Other Bay Area counties saw larger quarter-over-quarter ratio increases for luxury property values, but of the four regional areas we serve—also including the East Bay, North Bay and Mid-Peninsula—San Francisco outperformed each of these other markets in average sales price, price per square foot, and most significantly, that massive year-over-year increase.
So what were the factors behind this unprecedented increase in valuation? That question begs speculation from both buyers and sellers who’ve attempted to make their mark here over the past year, and while the answer is extremely multifaceted, examining its components can give potential San Francisco luxury home owners a clue into how the cogs and gears of this well-oiled selling machine function.
First off, bidding wars abound in the San Francisco market, where inventory levels have been frustratingly low for many buyers. In fact, McGuire-brokered San Francisco homes (both luxury class and non-luxury) that did not require a price change in the second quarter sold at 13 percent above asking price. With the first quarter’s luxury home index at its highest value since 2008, according to the San Francisco Business Times, it’s no wonder that opportunistic cash buyers dominated the market in the second quarter, which also fed into the extremely low days on market (DOM) for San Francisco luxury properties. The 2013 second quarter DOM was at 32, down 36 percent from the DOM of 50 during the first quarter of the year and down 20 percent from the DOM of 40 year-over-year.
All this begs another question: Who are these buyers that are, for all practical purposes, walking into a $3 million open house with a briefcase of cash and moving in shortly thereafter? The continued growth and prosperity of the San Francisco and Silicon Valley tech sectors, and the young professionals excelling in this field who desire a city abode and lifestyle, can in no way be discounted.
“Tech in general, whether located in Silicon Valley or San Francisco is definitely a driving factor for San Francisco homes; both direct and indirectly,” explains McGuire Vice President of Marketing and Operations, Alex Buehlmann. “Many top executives from Silicon Valley firms live in San Francisco and all of the major firms have bus/shuttle services to-and-from the city. This allows their highly-compensated, young employees to live in San Francisco and enjoy the benefits of living in an urban environment, while easily commuting to the Peninsula. And while employees at the tech firms are certainly snapping up high-end properties, the support and service industries are benefiting as well, which results in an overall boost in consumer confidence. We saw similar trends in 1998-2001.”
In terms of localized economic growth and its inherent effects on the luxury market, the city of San Francisco is largely to thank. The so-called “Twitter tax breaks” that have temporarily terminated the 1.5% city payroll tax that large companies operating in the Tenderloin and Market Districts would have to pay are no doubt incentivizing companies to stay in the area, as well as relocate here. And the corollary effect of the tech boom on the housing market is simple economics.

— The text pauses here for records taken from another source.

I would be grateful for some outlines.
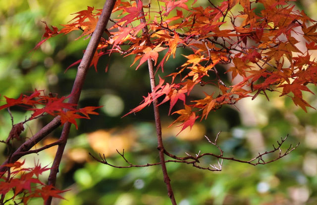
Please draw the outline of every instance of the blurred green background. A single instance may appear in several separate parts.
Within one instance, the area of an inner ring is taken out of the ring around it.
[[[205,1],[198,2],[203,4]],[[317,2],[302,0],[296,3],[300,9],[317,19],[314,11]],[[3,100],[3,96],[17,97],[21,92],[27,94],[35,88],[57,93],[59,96],[68,94],[76,71],[75,67],[64,71],[81,58],[89,40],[74,41],[81,32],[73,32],[51,39],[32,51],[44,33],[45,25],[41,21],[60,29],[59,24],[66,24],[73,18],[70,14],[86,9],[87,5],[102,8],[103,4],[97,0],[0,1],[0,99]],[[177,51],[178,56],[166,64],[161,76],[182,64],[182,52],[185,54],[188,51]],[[99,111],[100,115],[92,116],[91,120],[79,121],[78,130],[72,126],[56,185],[61,189],[71,190],[63,195],[66,200],[54,200],[53,204],[170,204],[160,166],[114,168],[95,162],[88,155],[89,152],[96,156],[105,153],[112,164],[124,165],[126,164],[115,151],[124,149],[125,156],[134,164],[159,161],[153,108],[121,118],[137,106],[142,96],[150,90],[147,68],[141,67],[136,71],[135,67],[130,68],[133,59],[129,57],[104,56],[99,63],[98,73],[93,68],[90,70],[79,107],[105,107]],[[106,73],[107,65],[109,70]],[[211,85],[206,86],[208,89]],[[316,87],[311,88],[317,92]],[[198,96],[202,94],[195,90],[193,93]],[[185,130],[177,137],[179,128],[167,127],[175,116],[167,116],[168,105],[160,107],[166,148],[180,156],[185,156],[185,152],[192,155],[200,151],[216,152],[204,135],[212,140],[220,130],[218,143],[224,155],[244,160],[270,150],[272,144],[276,145],[276,140],[287,134],[289,137],[284,150],[290,143],[301,143],[286,157],[265,165],[224,161],[222,171],[212,172],[186,164],[168,164],[179,205],[317,204],[317,112],[308,108],[306,113],[290,99],[279,97],[278,93],[268,94],[269,102],[259,96],[253,101],[241,100],[236,106],[223,107],[211,113],[207,120],[195,124],[191,131]],[[304,95],[317,107],[316,96]],[[28,115],[19,108],[11,111],[15,123]],[[29,122],[23,136],[30,137],[51,119],[47,117]],[[0,139],[4,140],[11,126],[6,111],[0,112]],[[55,140],[60,131],[59,128],[50,134],[37,147]],[[3,162],[6,156],[3,145],[0,144],[0,150]],[[25,165],[32,166],[35,161],[40,159],[42,165],[50,166],[55,151],[52,148],[30,155],[26,158]],[[203,163],[208,165],[216,161],[206,159]],[[44,181],[48,174],[47,171],[42,176]],[[30,204],[41,202],[34,199]]]

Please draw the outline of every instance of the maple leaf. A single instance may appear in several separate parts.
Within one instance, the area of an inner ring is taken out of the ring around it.
[[[78,126],[75,119],[87,118],[78,114],[76,114],[76,112],[77,111],[75,110],[69,110],[66,112],[60,112],[59,113],[59,115],[60,116],[60,122],[61,124],[64,124],[65,123],[68,122],[75,124],[76,129],[78,129]]]
[[[169,12],[178,6],[183,8],[186,10],[188,10],[188,7],[186,4],[184,3],[187,2],[188,0],[180,0],[175,1],[175,0],[160,0],[161,1],[165,2],[165,6],[162,6],[163,10],[165,11],[162,15],[167,16],[168,15]]]
[[[257,50],[254,49],[253,49],[253,51],[249,53],[248,55],[245,55],[241,58],[243,61],[246,62],[247,60],[249,60],[249,61],[252,62],[252,63],[256,63],[258,62],[262,58],[262,56],[261,54],[257,51]]]
[[[166,49],[166,48],[163,48],[160,46],[160,44],[157,45],[154,48],[152,49],[151,47],[147,47],[143,49],[143,52],[144,55],[142,56],[142,58],[140,60],[140,63],[137,67],[136,70],[144,63],[145,62],[148,60],[148,59],[152,59],[154,61],[154,65],[156,65],[157,61],[158,61],[158,52]]]
[[[182,127],[181,128],[181,130],[178,132],[176,136],[189,126],[190,126],[191,129],[193,125],[194,125],[194,123],[195,123],[196,119],[199,117],[199,116],[196,116],[195,112],[192,112],[191,107],[186,105],[185,105],[184,109],[175,111],[173,113],[172,115],[175,113],[180,115],[180,116],[178,117],[178,118],[168,126],[170,127],[172,124],[178,122],[184,122],[183,123],[178,126],[181,126]]]
[[[8,167],[14,167],[13,169],[13,170],[14,170],[21,167],[21,166],[24,164],[24,163],[25,163],[25,160],[24,160],[22,162],[16,161],[14,163],[9,163],[4,165],[1,165],[1,166],[6,166]]]
[[[294,104],[295,104],[296,105],[299,106],[306,113],[307,112],[307,110],[306,110],[306,107],[310,107],[316,110],[315,108],[312,107],[311,105],[308,104],[307,102],[304,100],[302,98],[299,98],[295,96],[294,97],[292,98],[292,99],[294,102]]]
[[[32,50],[36,50],[38,49],[41,45],[42,45],[44,42],[48,40],[52,37],[53,37],[57,35],[58,35],[59,32],[58,32],[58,29],[57,27],[51,26],[53,30],[51,30],[50,28],[48,26],[48,25],[45,21],[42,21],[45,24],[45,33],[43,34],[43,36],[42,37],[42,41],[40,41],[36,44],[35,47],[33,48]],[[46,39],[43,39],[43,38],[45,38]]]
[[[129,13],[129,14],[121,18],[121,19],[117,22],[117,24],[119,24],[119,23],[122,22],[125,22],[124,24],[123,24],[123,25],[122,25],[122,27],[124,27],[133,21],[134,20],[134,19],[137,18],[137,19],[138,18],[139,16],[140,16],[140,14],[141,14],[141,9],[142,9],[142,6],[143,4],[142,1],[141,0],[136,0],[139,1],[137,4],[137,7],[131,6],[130,7],[123,8],[123,9],[126,12]]]
[[[297,82],[296,81],[294,81],[291,84],[283,84],[279,85],[279,87],[283,87],[283,92],[280,96],[292,92],[294,93],[294,97],[302,98],[303,95],[302,94],[302,91],[301,90],[306,91],[314,94],[314,92],[312,92],[312,91],[305,85],[298,84]]]
[[[35,192],[37,195],[40,196],[44,200],[44,203],[45,203],[50,197],[65,199],[59,194],[68,191],[69,191],[69,190],[64,191],[59,190],[54,187],[52,184],[50,184],[43,186],[41,189],[37,189]]]
[[[302,30],[304,32],[304,38],[309,42],[317,42],[317,33],[315,32],[316,29],[317,29],[317,24],[314,24],[307,28],[305,24],[303,24]]]
[[[10,98],[6,96],[5,98],[6,104],[0,106],[0,110],[4,108],[12,107],[15,105],[33,106],[37,104],[42,104],[39,100],[35,100],[36,97],[40,96],[40,92],[43,90],[35,90],[30,96],[20,95],[17,99]]]
[[[51,169],[51,168],[46,168],[48,165],[47,165],[44,167],[41,167],[41,164],[39,164],[38,161],[37,163],[35,164],[35,166],[34,167],[30,168],[30,171],[38,178],[39,177],[39,175],[42,174],[44,171]]]
[[[94,112],[94,110],[96,109],[102,108],[104,106],[99,106],[99,107],[93,107],[93,106],[87,106],[83,108],[79,108],[78,109],[78,112],[84,115],[87,119],[90,119],[90,118],[88,115],[99,115],[98,113],[97,112]]]

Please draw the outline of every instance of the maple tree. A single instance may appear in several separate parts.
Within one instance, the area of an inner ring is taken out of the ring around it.
[[[100,158],[92,156],[102,163],[120,168],[160,164],[172,204],[176,203],[165,165],[167,163],[185,163],[200,169],[220,171],[223,160],[253,165],[266,164],[285,156],[296,147],[291,145],[282,153],[280,148],[285,137],[278,142],[277,146],[273,146],[272,150],[259,153],[249,161],[224,157],[217,144],[218,135],[214,141],[206,138],[218,149],[219,154],[199,153],[195,156],[188,155],[180,157],[165,149],[158,111],[159,107],[165,103],[169,103],[168,115],[177,116],[171,125],[178,124],[180,132],[192,127],[195,122],[207,119],[211,111],[216,111],[223,105],[234,105],[246,97],[254,99],[259,94],[264,95],[268,99],[267,91],[278,92],[280,96],[290,97],[305,112],[307,107],[315,109],[303,98],[302,92],[314,94],[307,86],[317,83],[317,63],[311,59],[310,53],[310,50],[317,48],[316,21],[303,11],[296,10],[286,0],[228,0],[219,5],[209,0],[210,5],[205,7],[197,5],[196,1],[159,0],[158,8],[153,8],[151,4],[143,4],[140,0],[108,0],[103,9],[88,6],[87,10],[74,14],[75,17],[69,24],[62,25],[63,28],[60,30],[53,26],[51,29],[44,22],[45,33],[35,49],[51,38],[75,30],[82,31],[76,40],[84,36],[91,39],[83,58],[66,69],[79,64],[73,89],[68,96],[58,98],[56,95],[35,90],[29,95],[21,94],[17,99],[5,97],[5,103],[0,106],[0,110],[7,109],[9,112],[11,107],[19,106],[32,112],[31,117],[23,122],[13,124],[12,119],[11,131],[7,140],[2,142],[9,147],[12,140],[19,137],[26,122],[46,115],[55,118],[17,149],[9,149],[9,157],[0,168],[2,176],[0,190],[2,196],[14,189],[12,199],[18,194],[24,194],[21,202],[25,204],[31,197],[42,197],[46,204],[51,204],[52,197],[61,197],[59,194],[62,191],[53,186],[70,125],[74,124],[77,128],[76,119],[89,119],[89,115],[98,114],[95,110],[100,108],[76,108],[87,70],[93,66],[97,71],[100,58],[113,53],[124,56],[133,55],[134,60],[131,66],[137,64],[136,70],[147,63],[151,92],[143,97],[139,105],[123,117],[153,105],[160,162],[135,165],[129,162],[124,153],[118,152],[129,164],[127,166],[118,166],[108,163],[105,155],[101,154]],[[257,8],[259,9],[256,11]],[[113,17],[110,18],[111,13]],[[108,20],[113,23],[106,29]],[[104,37],[106,36],[106,38]],[[305,41],[305,50],[296,46],[300,39]],[[184,63],[165,77],[157,76],[158,70],[163,72],[165,64],[179,54],[177,52],[180,47],[187,48],[191,52],[188,55],[182,54]],[[231,77],[231,82],[221,78],[224,74],[219,73],[219,65],[227,65],[225,74]],[[159,81],[157,84],[156,77]],[[202,99],[191,95],[194,88],[199,89],[206,84],[212,84],[217,89],[210,93],[204,92],[205,97]],[[67,99],[68,102],[64,102]],[[175,110],[178,102],[183,105],[183,109]],[[63,130],[58,140],[30,150],[60,125]],[[22,168],[14,171],[22,165],[17,161],[21,157],[54,146],[58,146],[58,149],[48,185],[37,178],[48,169],[41,167],[38,163],[33,169]],[[279,152],[276,158],[269,161],[263,159],[264,156],[275,152]],[[166,156],[172,160],[166,160]],[[201,166],[199,160],[204,156],[217,159],[217,165]],[[13,171],[10,172],[11,169]],[[20,175],[19,179],[15,177],[18,173]],[[35,178],[33,177],[34,175]],[[31,183],[39,184],[43,187],[31,189]],[[1,198],[2,203],[3,197]]]

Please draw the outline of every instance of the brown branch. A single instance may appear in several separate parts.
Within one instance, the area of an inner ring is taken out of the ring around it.
[[[82,61],[78,66],[68,103],[78,104],[88,69],[99,43],[101,36],[106,28],[115,2],[115,0],[107,0],[105,3],[96,29],[93,33],[85,53],[84,53]],[[63,130],[59,138],[60,144],[58,145],[49,176],[48,184],[49,185],[55,185],[56,174],[58,172],[58,167],[66,146],[71,124],[71,123],[68,122],[64,124]],[[52,199],[52,197],[49,198],[47,201],[46,205],[51,205]]]
[[[167,163],[173,162],[176,163],[184,163],[184,164],[191,164],[193,165],[193,166],[199,169],[208,170],[211,171],[220,171],[222,170],[222,163],[223,162],[223,160],[235,161],[235,162],[239,162],[240,163],[248,164],[255,166],[258,164],[266,164],[275,162],[277,160],[279,160],[279,159],[281,159],[282,157],[285,157],[285,156],[290,153],[294,150],[295,150],[299,145],[299,143],[298,143],[295,147],[293,147],[292,144],[291,144],[290,146],[286,149],[286,151],[283,154],[282,152],[281,147],[282,146],[284,142],[287,139],[288,135],[287,135],[284,138],[281,138],[280,142],[279,142],[279,141],[277,141],[277,143],[278,145],[277,147],[275,147],[275,146],[274,145],[273,145],[273,149],[272,150],[269,151],[266,151],[262,154],[260,154],[259,153],[259,155],[256,157],[252,158],[252,159],[248,161],[244,161],[241,160],[238,160],[234,158],[228,158],[228,157],[223,157],[223,151],[217,144],[217,140],[218,139],[218,137],[219,136],[219,135],[220,134],[220,132],[219,132],[218,133],[214,142],[212,142],[212,141],[211,141],[209,139],[209,138],[208,138],[208,137],[207,137],[207,136],[206,135],[205,136],[205,137],[206,138],[206,139],[207,139],[207,140],[210,143],[215,146],[219,150],[220,154],[216,155],[215,154],[213,154],[211,153],[204,153],[201,155],[200,151],[198,154],[195,155],[195,156],[193,156],[188,154],[187,153],[185,152],[185,154],[187,155],[187,157],[179,157],[169,153],[169,152],[168,152],[167,151],[164,150],[164,154],[168,156],[168,157],[170,157],[170,158],[174,159],[175,160],[164,160],[163,162],[163,164],[165,164]],[[270,153],[276,152],[277,151],[278,151],[278,157],[267,162],[265,162],[264,160],[263,157],[264,156],[267,155]],[[115,168],[143,167],[146,167],[146,166],[154,166],[154,165],[158,165],[158,164],[161,164],[161,165],[162,164],[161,161],[159,163],[152,163],[152,164],[148,163],[146,164],[134,164],[132,163],[130,163],[124,156],[124,150],[123,150],[123,151],[122,154],[119,152],[119,151],[118,151],[117,150],[117,152],[124,160],[124,161],[128,164],[129,164],[128,166],[117,166],[117,165],[115,165],[111,164],[109,164],[107,162],[105,154],[103,154],[103,156],[102,156],[102,155],[100,153],[99,154],[99,157],[100,158],[100,159],[97,159],[96,157],[94,156],[91,153],[89,153],[89,155],[91,156],[92,158],[94,159],[95,159],[96,161],[99,162],[101,163],[104,164],[105,164],[108,165],[113,167],[115,167]],[[199,159],[204,157],[204,156],[211,156],[216,158],[217,159],[216,163],[214,164],[210,164],[209,166],[208,167],[202,166],[202,165],[199,164],[200,163]],[[257,161],[257,162],[254,162],[254,161]]]
[[[59,117],[54,118],[50,123],[47,124],[40,130],[36,134],[33,135],[22,144],[0,166],[0,173],[3,173],[7,170],[7,167],[3,166],[8,163],[13,163],[16,162],[20,157],[23,156],[24,152],[30,150],[30,149],[35,145],[38,142],[42,140],[48,134],[52,131],[56,129],[60,125],[60,120]]]
[[[139,3],[142,3],[141,0],[136,0],[137,4]],[[140,14],[139,16],[140,18],[140,22],[141,23],[146,23],[146,20],[145,16],[144,16],[144,12],[143,11],[143,8],[141,8]],[[147,45],[151,45],[151,42],[150,40],[149,36],[149,30],[147,26],[145,26],[142,29],[142,32],[143,33],[144,36],[146,41],[146,44]],[[154,91],[154,88],[156,86],[155,82],[155,75],[154,73],[154,61],[151,59],[148,59],[148,66],[149,67],[149,73],[150,75],[150,82],[151,84],[151,90]],[[155,119],[155,125],[157,131],[157,138],[158,139],[158,150],[159,155],[159,161],[160,162],[160,165],[162,167],[162,171],[163,172],[163,176],[164,178],[164,182],[166,185],[166,188],[167,189],[167,195],[168,197],[170,199],[172,205],[177,205],[175,197],[174,197],[174,193],[172,189],[172,186],[170,184],[170,179],[168,176],[167,173],[167,170],[166,169],[166,166],[165,164],[164,156],[164,145],[163,144],[163,140],[162,139],[162,131],[161,126],[160,123],[160,119],[159,117],[159,112],[158,111],[158,104],[157,99],[154,100],[153,102],[153,107],[154,109],[154,117]]]

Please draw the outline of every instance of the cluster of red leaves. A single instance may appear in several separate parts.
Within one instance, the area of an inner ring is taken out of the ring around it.
[[[59,116],[62,124],[68,122],[75,124],[76,128],[78,127],[76,119],[90,119],[90,114],[98,115],[98,113],[94,110],[101,107],[88,106],[76,109],[77,105],[64,102],[69,97],[63,96],[58,98],[56,95],[50,94],[47,95],[43,90],[35,90],[30,95],[21,94],[17,99],[4,96],[6,104],[0,106],[0,110],[14,106],[19,106],[33,111],[29,120],[46,114],[53,116]],[[41,108],[39,108],[39,106]]]
[[[59,195],[67,190],[59,190],[52,185],[45,185],[39,179],[40,175],[50,169],[47,166],[42,167],[38,162],[34,167],[23,168],[24,164],[24,161],[16,162],[4,165],[11,171],[7,175],[0,173],[0,194],[4,196],[12,190],[13,196],[8,200],[11,202],[20,201],[15,203],[24,205],[27,205],[33,198],[42,198],[45,202],[50,197],[64,199]]]
[[[96,66],[101,55],[117,52],[135,54],[132,65],[140,60],[137,69],[151,59],[163,71],[170,57],[175,57],[177,48],[192,51],[184,55],[185,63],[167,76],[171,82],[160,80],[154,90],[127,114],[141,111],[162,96],[165,97],[159,104],[169,101],[170,113],[180,100],[184,109],[172,113],[179,115],[174,123],[182,122],[182,130],[223,105],[232,105],[249,96],[254,99],[260,93],[266,96],[267,91],[291,97],[305,111],[307,107],[312,107],[303,99],[302,92],[312,92],[307,85],[317,83],[317,63],[311,60],[309,52],[317,49],[317,24],[303,11],[295,10],[289,1],[227,0],[218,5],[209,1],[204,7],[196,5],[196,0],[192,3],[188,0],[158,1],[160,8],[158,4],[143,5],[147,8],[147,20],[140,22],[141,1],[137,4],[117,0],[113,10],[118,13],[117,19],[106,31],[109,38],[102,40],[92,64]],[[63,25],[65,28],[59,32],[82,29],[81,37],[91,34],[100,13],[93,11],[88,7],[76,13],[74,22]],[[146,28],[148,35],[142,33]],[[47,33],[49,35],[51,31]],[[306,41],[305,49],[296,45],[300,41]],[[165,53],[159,61],[159,53],[163,50]],[[226,73],[231,73],[232,79],[239,76],[242,80],[224,83],[225,79],[220,78],[217,70],[221,64],[232,65]],[[216,77],[211,79],[212,73]],[[188,102],[193,88],[205,82],[217,86],[218,91]]]

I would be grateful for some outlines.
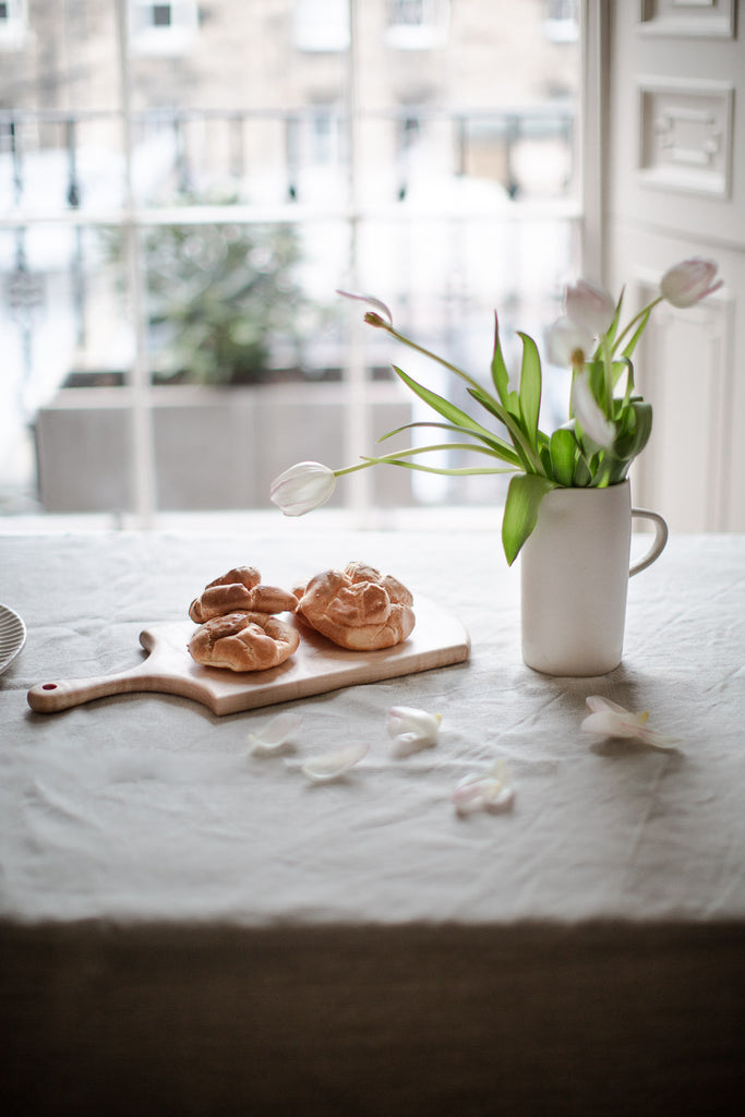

At McGuire, we see several takeaways in terms of how this most recent report should influence the San Francisco luxury home market moving forward. First, while we advise all prospective buyers in this market to proceed with caution, every indicator points to this market continuing to be highly in-demand and salable for the foreseeable future. Second, while no easy feat, this upwardly mobile market is not impossible to break into, and buying tactics such as all-cash offers—aided by the expertise and direction of a local agent—continue to see success. Lastly, let us express how excited we are to see this market thrive in such an unprecedented fashion, and it is with a great optimism, rooted in tangible success, that we look forward to being active participants in the continued success of this phenomenal real estate sector.